JACKSON, Miss. — An investigation into five shootings that occurred in Mississippi between 2021 and 2023 has concluded that law enforcement officers acted appropriately in using force, as stated by the state’s Attorney General, Lynn Fitch, on Monday.
According to Fitch, the Mississippi Bureau of Investigation conducted a thorough review of each incident, and the findings were subsequently assessed by the Attorney General’s office. The incidents included a particularly tense confrontation involving an escaped inmate, Dylan Arrington, which took place on April 26, 2023.
On that date, Leake County Sheriff Randy Atkinson, along with three deputies, four agents from the Mississippi Bureau of Narcotics, and a ranger from the National Park Service, were engaged in a standoff with Arrington. The 22-year-old had made his escape from Hinds County jail and subsequently barricaded himself inside a residence in the Conway area, located approximately 70 miles northeast of the jail. During the standoff, Arrington reportedly set the house ablaze while exchanging gunfire with officers, and his remains were later discovered in the wreckage.

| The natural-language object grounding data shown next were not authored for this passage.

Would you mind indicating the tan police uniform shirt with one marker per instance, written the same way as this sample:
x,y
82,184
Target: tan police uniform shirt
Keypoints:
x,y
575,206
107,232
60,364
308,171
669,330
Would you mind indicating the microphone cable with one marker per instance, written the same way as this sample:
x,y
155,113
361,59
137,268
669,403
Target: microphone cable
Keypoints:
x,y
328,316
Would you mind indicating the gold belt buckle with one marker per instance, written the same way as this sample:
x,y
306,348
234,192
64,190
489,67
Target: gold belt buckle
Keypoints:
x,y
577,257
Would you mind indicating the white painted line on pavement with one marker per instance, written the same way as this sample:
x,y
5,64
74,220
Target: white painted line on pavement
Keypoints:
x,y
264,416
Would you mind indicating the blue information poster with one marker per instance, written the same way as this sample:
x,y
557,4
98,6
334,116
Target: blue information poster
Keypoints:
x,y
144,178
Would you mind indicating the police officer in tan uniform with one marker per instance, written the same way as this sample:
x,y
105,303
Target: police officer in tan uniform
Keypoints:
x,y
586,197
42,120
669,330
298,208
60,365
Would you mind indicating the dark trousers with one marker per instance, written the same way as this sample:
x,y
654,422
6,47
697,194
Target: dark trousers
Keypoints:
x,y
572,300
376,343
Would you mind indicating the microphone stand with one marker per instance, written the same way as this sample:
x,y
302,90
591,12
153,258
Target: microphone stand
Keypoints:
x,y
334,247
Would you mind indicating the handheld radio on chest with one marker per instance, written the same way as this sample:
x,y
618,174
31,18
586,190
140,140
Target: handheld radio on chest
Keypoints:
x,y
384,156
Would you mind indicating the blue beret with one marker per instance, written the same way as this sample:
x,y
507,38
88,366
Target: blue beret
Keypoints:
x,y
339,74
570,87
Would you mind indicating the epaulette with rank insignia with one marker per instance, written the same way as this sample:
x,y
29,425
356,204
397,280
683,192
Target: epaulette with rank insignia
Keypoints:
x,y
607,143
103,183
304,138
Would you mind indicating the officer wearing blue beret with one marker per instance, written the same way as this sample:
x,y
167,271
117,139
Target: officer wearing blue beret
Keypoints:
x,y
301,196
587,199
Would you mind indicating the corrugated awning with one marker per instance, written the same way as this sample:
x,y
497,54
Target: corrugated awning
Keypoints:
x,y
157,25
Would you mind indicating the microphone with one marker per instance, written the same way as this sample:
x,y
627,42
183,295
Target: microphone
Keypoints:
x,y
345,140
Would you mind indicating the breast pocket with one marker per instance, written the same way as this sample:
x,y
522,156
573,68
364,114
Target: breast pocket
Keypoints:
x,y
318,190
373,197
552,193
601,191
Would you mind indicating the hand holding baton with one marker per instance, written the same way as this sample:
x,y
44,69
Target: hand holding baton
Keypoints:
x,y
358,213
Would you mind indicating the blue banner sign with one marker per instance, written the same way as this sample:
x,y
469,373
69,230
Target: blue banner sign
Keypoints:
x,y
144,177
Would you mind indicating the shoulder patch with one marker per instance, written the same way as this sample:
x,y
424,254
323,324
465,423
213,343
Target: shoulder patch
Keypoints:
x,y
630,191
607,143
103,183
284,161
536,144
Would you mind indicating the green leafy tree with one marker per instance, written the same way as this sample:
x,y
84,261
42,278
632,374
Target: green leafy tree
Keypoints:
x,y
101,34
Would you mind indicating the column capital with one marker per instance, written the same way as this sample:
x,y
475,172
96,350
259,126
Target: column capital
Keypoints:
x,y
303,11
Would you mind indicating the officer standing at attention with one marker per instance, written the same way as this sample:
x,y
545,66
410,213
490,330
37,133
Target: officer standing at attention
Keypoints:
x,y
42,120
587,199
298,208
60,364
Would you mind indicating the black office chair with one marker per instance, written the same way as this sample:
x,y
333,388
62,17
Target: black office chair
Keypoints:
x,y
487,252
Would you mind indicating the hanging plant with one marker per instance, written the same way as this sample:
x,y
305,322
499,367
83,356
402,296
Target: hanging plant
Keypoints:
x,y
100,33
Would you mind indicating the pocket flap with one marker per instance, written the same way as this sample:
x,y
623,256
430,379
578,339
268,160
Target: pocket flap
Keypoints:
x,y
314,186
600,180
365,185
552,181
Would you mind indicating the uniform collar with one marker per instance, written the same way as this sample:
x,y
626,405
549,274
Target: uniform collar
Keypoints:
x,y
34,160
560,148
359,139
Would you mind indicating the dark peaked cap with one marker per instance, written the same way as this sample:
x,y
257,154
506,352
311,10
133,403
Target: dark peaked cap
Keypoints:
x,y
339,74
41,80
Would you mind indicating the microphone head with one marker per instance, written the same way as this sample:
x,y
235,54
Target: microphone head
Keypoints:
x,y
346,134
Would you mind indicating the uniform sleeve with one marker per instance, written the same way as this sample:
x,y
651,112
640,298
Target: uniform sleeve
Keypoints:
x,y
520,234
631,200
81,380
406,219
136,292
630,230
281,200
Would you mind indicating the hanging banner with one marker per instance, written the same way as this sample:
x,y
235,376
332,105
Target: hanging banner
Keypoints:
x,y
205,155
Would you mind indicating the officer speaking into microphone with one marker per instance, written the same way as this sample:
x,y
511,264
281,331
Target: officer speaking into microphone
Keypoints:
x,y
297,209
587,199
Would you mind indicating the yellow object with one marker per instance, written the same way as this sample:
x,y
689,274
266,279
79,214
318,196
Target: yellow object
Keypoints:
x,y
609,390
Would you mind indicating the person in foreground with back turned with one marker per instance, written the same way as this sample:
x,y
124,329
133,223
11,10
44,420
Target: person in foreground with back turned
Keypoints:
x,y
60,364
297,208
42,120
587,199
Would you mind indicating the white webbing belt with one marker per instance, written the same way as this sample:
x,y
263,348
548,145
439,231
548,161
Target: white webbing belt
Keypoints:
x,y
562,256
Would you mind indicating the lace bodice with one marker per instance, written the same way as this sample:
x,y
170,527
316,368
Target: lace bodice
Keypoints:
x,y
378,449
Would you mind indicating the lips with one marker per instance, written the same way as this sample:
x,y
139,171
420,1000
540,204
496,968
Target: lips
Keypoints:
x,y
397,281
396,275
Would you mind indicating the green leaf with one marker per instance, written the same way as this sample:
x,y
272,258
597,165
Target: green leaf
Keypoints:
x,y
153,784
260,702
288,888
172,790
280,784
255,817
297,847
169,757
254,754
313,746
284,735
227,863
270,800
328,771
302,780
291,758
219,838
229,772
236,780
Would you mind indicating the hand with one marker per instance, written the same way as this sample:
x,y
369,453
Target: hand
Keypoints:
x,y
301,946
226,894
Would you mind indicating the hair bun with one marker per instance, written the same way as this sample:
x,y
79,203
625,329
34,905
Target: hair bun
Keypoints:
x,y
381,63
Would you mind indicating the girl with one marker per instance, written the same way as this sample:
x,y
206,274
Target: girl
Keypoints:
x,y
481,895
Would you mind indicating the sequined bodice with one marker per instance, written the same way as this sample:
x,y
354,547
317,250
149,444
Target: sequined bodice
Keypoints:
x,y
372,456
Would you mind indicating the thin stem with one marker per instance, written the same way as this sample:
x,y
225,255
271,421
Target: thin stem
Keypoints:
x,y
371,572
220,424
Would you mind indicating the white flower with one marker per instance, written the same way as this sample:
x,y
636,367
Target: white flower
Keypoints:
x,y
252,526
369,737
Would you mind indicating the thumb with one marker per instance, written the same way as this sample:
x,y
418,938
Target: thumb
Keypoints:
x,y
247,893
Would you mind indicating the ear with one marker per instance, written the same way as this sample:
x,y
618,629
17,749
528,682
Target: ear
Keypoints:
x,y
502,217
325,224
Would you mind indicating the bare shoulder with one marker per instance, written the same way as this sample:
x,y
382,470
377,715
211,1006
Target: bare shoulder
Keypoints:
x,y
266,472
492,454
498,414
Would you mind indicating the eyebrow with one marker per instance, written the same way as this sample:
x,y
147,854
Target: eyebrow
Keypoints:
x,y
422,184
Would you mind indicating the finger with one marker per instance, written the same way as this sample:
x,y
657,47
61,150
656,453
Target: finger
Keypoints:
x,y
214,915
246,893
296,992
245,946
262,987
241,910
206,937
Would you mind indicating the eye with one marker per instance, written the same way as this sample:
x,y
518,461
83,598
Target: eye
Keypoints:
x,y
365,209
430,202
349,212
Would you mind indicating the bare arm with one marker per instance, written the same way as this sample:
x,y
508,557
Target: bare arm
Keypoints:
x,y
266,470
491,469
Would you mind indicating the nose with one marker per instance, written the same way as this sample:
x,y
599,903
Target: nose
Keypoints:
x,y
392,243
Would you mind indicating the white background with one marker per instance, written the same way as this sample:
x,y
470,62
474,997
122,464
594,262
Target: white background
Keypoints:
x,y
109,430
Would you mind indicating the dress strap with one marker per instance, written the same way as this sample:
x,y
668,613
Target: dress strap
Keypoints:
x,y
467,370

Attorney General Fitch detailed the other four incidents, which included a shooting that occurred on November 17, 2021, in Waynesboro involving two officers from the Waynesboro Police Department. Another shooting on April 17, 2022, took place in Horn Lake, involving an agent from the DeSoto County Sheriff’s Department. Additionally, on March 22, 2023, a detective from the Southaven Police Department was involved in a shooting, followed by another incident on May 23, 2023, where two deputies from the Marion County Sheriff’s Department were involved in a separate shooting in Columbia.